Critique – Entre deux mondes – Olivier Norek – Michel Lafon

Critique – Entre deux mondes – Olivier Norek – Michel Lafon


Nous sommes en Syrie. Adam, policier opposant au régime de Bachar el-Assad, exfiltre sa femme Nora et sa fille Maya du pays. Elles embarquent sur un bateau à destination de l’Italie.

La famille doit se retrouver à Calais pour y rejoindre l’Angleterre. La petite étant malade, les passeurs craignant de se faire repérer la jette à l’eau ainsi que la mère.

Arrivé dans la Jungle, Adam recherche désespérément et vainement les deux femmes de sa vie. Dans ce qui fut le plus grand bidonville d’Europe dont le démantèlement a été finalisé en octobre 2016, Adam sauve la vie de Black, un jeune Soudanais qui est utilisé comme jouet sexuel par le groupe des Afghans, une véritable mafia, qui en veut au Syrien. On apprend par ailleurs qu’une « maison de sexe » aurait été financée, à son insu, par le Secours catholique ! Ça pourrait être drôle si ce n’était pas vrai.

Black est rebaptisé Kilani par Adam.

Parallèlement, Olivier Norek nous emmène à la brigade de sûreté urbaine de Calais que Bastien vient d’intégrer. Il s’est installé dans la ville avec Manon, sa femme dépressive depuis le décès de son père, et sa fille Jade, une adolescente très concernée par les problèmes des migrants. Car, « Entre deux mondes » n’est pas un simple polar. Comme l’a souligné l’auteur invité de « La grande librairie », il s’agit d’une « réflexion socio-politique » extrêmement bien documentée. Pendant trois semaines, ce petit-fils de Polonais auquel il dédie son livre s’est installé dans la Jungle et, le soir, a observé les flics accomplir leur sale besogne : ils empêchent les candidats au départ de rejoindre l’Eldorado britannique mais ont pour consigne de ne pas les arrêter et encore moins de les aider. Quelle hypocrisie ! Paradoxalement, Olivier Norek éprouve pour ses flics attachés à leur ville une forme de bienveillance.

Tout en s’attachant à humaniser (pour mieux apaiser nos peurs ?) cette Jungle que la plupart des médias et des politiques ont décrite comme une entité homogène alors qu’elle était formée de 10.000 individus venus des régions où la guerre et la misère sévissaient, Norek s’intéresse aussi à la question religieuse en révélant l’existence d’une mosquée dirigée par les salafistes au sein de laquelle intervient un recruteur de chair à canon pour Daech surveillé de près par la DGSI qui dispose de ses propres contacts sur place. On frôle parfois le roman d’espionnage mais l’écrivain avoue qu’il s’est basé sur des faits réels et ça fait froid dans le dos.
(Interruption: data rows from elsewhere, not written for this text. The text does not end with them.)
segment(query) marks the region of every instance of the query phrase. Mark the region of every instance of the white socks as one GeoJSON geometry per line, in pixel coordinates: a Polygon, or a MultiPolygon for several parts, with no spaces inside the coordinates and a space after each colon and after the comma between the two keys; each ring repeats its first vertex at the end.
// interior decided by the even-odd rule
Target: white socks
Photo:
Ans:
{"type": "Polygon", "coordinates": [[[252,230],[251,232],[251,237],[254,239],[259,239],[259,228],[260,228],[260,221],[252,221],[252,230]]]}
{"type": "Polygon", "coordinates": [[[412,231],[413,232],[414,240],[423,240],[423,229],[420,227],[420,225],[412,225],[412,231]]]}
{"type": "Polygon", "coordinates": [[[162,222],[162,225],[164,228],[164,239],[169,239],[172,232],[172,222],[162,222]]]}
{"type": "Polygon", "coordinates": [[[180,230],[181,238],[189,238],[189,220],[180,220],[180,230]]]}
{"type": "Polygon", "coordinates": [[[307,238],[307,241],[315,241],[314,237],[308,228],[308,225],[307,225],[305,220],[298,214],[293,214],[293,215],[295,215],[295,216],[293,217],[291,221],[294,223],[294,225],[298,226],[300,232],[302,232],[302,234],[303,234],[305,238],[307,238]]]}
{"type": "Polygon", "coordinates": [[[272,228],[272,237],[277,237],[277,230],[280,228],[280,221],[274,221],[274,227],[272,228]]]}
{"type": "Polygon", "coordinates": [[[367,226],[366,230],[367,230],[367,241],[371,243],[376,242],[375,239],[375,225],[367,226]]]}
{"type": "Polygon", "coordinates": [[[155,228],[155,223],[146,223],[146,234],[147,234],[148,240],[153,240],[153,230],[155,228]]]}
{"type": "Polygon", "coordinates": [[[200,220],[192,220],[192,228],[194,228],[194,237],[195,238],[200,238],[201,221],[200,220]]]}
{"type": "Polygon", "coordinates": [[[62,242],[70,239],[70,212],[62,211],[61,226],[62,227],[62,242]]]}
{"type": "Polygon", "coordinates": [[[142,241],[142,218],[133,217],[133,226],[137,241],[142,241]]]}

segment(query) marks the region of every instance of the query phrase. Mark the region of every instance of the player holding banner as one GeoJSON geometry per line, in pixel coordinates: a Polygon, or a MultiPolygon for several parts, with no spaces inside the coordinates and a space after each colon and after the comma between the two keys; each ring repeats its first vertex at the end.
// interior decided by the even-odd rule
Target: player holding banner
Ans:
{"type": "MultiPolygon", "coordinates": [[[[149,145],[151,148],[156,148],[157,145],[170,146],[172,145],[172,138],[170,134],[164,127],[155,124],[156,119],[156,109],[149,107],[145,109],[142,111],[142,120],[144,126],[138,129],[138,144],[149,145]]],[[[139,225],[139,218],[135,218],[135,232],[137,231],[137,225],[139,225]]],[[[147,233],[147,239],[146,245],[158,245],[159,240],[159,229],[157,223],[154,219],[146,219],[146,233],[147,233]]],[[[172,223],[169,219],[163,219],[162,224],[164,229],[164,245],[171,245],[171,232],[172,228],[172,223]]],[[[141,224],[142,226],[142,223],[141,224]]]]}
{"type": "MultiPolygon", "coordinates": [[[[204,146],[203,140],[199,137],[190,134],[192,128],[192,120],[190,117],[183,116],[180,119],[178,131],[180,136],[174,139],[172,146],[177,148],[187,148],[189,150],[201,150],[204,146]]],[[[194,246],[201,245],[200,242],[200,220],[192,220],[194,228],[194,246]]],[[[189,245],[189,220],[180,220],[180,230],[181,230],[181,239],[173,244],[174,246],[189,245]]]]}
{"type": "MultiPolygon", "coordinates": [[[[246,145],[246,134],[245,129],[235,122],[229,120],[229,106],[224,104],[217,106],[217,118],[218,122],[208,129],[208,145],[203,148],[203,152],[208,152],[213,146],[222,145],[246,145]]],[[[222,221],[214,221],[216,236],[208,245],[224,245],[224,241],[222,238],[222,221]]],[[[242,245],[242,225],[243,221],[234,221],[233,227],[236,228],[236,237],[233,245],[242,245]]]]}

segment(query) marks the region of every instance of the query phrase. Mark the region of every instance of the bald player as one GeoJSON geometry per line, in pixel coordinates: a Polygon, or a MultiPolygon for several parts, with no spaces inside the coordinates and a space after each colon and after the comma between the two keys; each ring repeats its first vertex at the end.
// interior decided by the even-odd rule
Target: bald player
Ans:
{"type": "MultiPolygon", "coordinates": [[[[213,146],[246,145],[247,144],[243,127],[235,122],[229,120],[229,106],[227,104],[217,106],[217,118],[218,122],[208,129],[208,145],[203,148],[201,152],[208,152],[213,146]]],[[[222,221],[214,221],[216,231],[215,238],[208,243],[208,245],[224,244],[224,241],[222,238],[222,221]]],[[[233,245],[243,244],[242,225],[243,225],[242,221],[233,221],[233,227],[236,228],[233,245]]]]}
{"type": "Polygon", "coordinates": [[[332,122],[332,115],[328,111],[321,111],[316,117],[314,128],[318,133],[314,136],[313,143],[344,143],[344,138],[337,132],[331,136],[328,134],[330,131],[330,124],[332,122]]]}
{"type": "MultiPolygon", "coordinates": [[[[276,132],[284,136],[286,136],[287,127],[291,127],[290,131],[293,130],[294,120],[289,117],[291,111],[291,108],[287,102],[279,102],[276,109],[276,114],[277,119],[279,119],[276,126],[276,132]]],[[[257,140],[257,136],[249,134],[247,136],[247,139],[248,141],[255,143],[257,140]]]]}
Selon Norek, son livre est « un roman animal qui parle au cœur ». Il est vrai que ces histoires d’amitié improbable entre Bastien et Adam et de la relation quasi paternelle entre ce dernier et l’enfant soldat qu’est Kilani nous touchent. Reste l’écriture, pas toujours à la hauteur.

EXTRAIT

Venant des pays les plus éloignés et les plus violents, ils échouaient ici, comme l’écume des conflits de l’Afrique et du Moyen-Orient.